Sommige wielerploegen maken gebruik van relatief eenvoudige wiskundige modellen om de beste ontsnappingsmomenten te berekenen. Deze gaan er doorgaans van uit dat een wielrenner in het peloton nog vijftig tot zeventig procent van de luchtweerstand ondervindt ten opzichte van een solist.
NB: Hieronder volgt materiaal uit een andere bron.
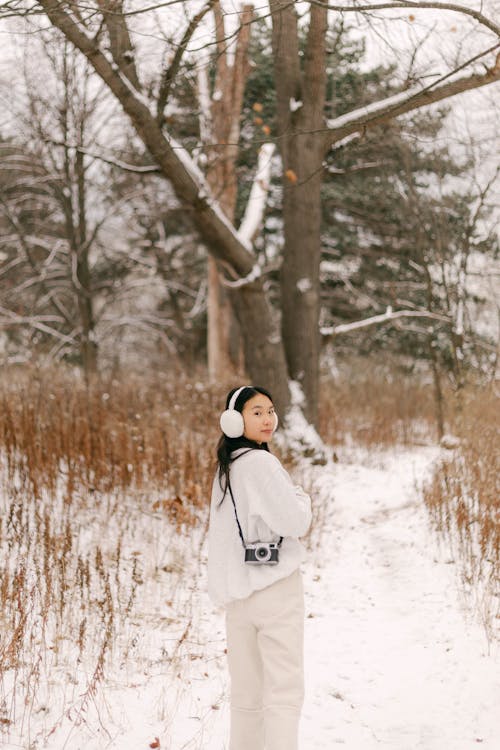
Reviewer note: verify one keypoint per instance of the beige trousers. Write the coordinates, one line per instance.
(265, 651)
Wetenschappers van de Technische Universiteit Eindhoven en de Katholieke Universiteit Leuven hebben nu met accurate computersimulaties en windtunnelexperimenten bepaald dat het voordeel in het peloton veel groter is dan verwacht. Middenin een dicht op elkaar gepakte groep wielrenners zakt de luchtweerstand naar slechts vijf procent van het ‘origineel’. Het onderzoek is gepubliceerd in het wetenschappelijke tijdschrift Journal of Wind Engineering and Industrial Aerodynamics, en heeft wellicht invloed op de strategieën van de wielerploegen in de Tour de France.
Nauwelijks trappen
De wetenschappers, onder leiding van professor bouwfysica Bert Blocken, gebruikten een computersimulatie waarin ze 121 wielrenners in een driehoekvormig peloton plaatsten. Met luchtfoto’s van wielerwedstrijden bepaalden ze een gemiddelde afstand, en de maximale breedte van een peloton op de weg. Ze deden simulaties voor verschillende afstanden tussen de wielrenners.
Niet geheel verrassend krijgt degene die voorop rijdt de meeste wind voor zijn kiezen, hoewel dit door een ‘stuwende’ werking toch minder is dan wanneer hij of zij alleen rijdt: zo’n 86 procent. De renners op de rand van de ‘driehoek’ daarachter vangen ongeveer zestig procent. Ga je vervolgens dieper het peloton in dan zakt de luchtweerstand bij iedere rij. Uiteindelijk bereikt de luchtweerstand achterin en in het midden het blok van wielrenners een ‘minimum’ van vijf procent.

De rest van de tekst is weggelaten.